A Comprehensive Background for Serving Thousands of Older Adults
Judy Willig, LCSW; Executive Director, Heights and Hill Community Council
There’s a new reality show on TV where the CEO goes undercover as a lower-level employee and gets an “on-the-ground” view of what’s going on within the company he or she manages. I haven’t seen it, but I expect as viewers, we’re supposed to marvel at how removed the CEO is from the people who do the “heavy lifting” in their companies. Of course, I began to imagine my own experience on this program and then I realized: been there, done that. As the Executive Director of a mid-sized community-based agency serving the elderly, both my formal education and work experience have been primarily focused on client services, which is what most of my employees do. As a social worker, I’ve walked in their shoes, almost literally; their jobs require them to be in the field, working with home-bound elderly—something I’ve done many times and still do on occasion, even as Executive Director.

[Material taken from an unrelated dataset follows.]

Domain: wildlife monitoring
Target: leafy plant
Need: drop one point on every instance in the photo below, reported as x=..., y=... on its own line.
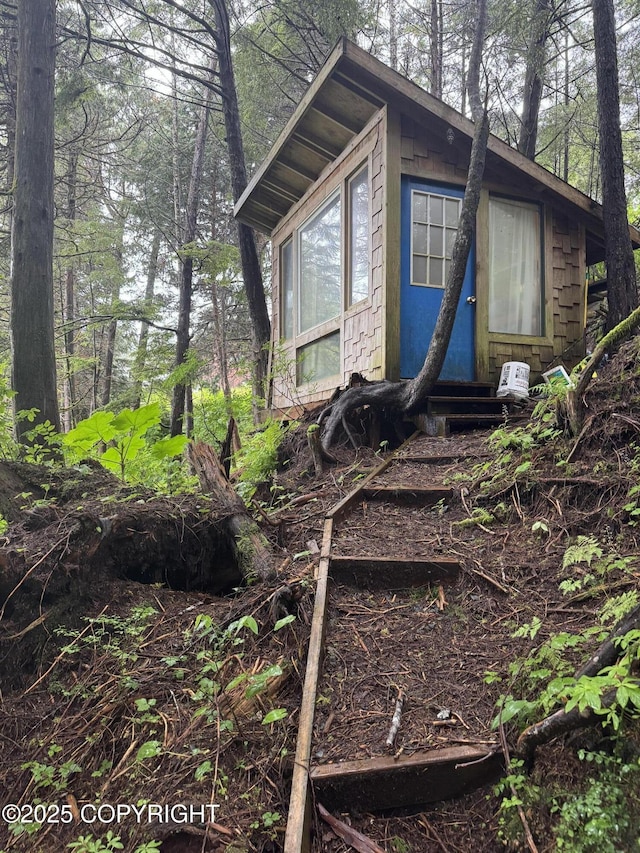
x=117, y=440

But I do have a confession to make here: when I was in graduate school over 30 years ago, I did my best to avoid all classes in administration, advocacy, and policy. My intention was to do clinical work and to gain enough experience and training to eventually have a private practice. I took every class offered that was related to direct practice and barely tolerated the rest. And now here I am in the top management role, (that private practice dream faded away a long time ago) and I realize it’s my social work background that has not only shaped who I am as a person, but who I am as a boss, and how I make decisions for my agency.
I’d venture to guess that few for-profit CEOs come with those “up from the mailroom” stories we used to hear about. Most of them probably have some kind of business or management degree, and more and more, the trend in social service and public agencies is to draw from this corporate management pool as well. The question I’m left with is: How important is it for the leader of a company to understand—really understand—the experiences of the front line workers, versus having the kind of management/leadership background that can drive an agency forward? I’m sure there are merits to both sides, but my personal experience is that a social work background is important; and in the field of human services, it is critical.
As a social service agency, our bottom line is helping people—but in today’s world, a non-profit organization can no longer get by just “doing good.” Like any major company, it requires a multitude of skills—fiscal responsibility, human resources management, program development, strategic planning, public relations, marketing, contract management, policy development—some of which aren’t taught in a traditional MSW program, or at least not by the same names. The fact is that most of these skills are learned on the job; however, the skills I learned while getting my MSW have given me a comprehensive background in how to work with people—originally, I thought, as a therapist—but equally important, in working with a very diverse staff of 20 people, who in turn serve thousands of clients. It’s my formal education and field work through which I’ve learned to empower staff, understand and respect differences, support growth, challenge employees, and nurture talent. And this works upward, too; managing an agency means working with a board of directors and a whole range of policymakers and funders that draws on every skill I learned as a graduate student—learning to get the best out of, and for people.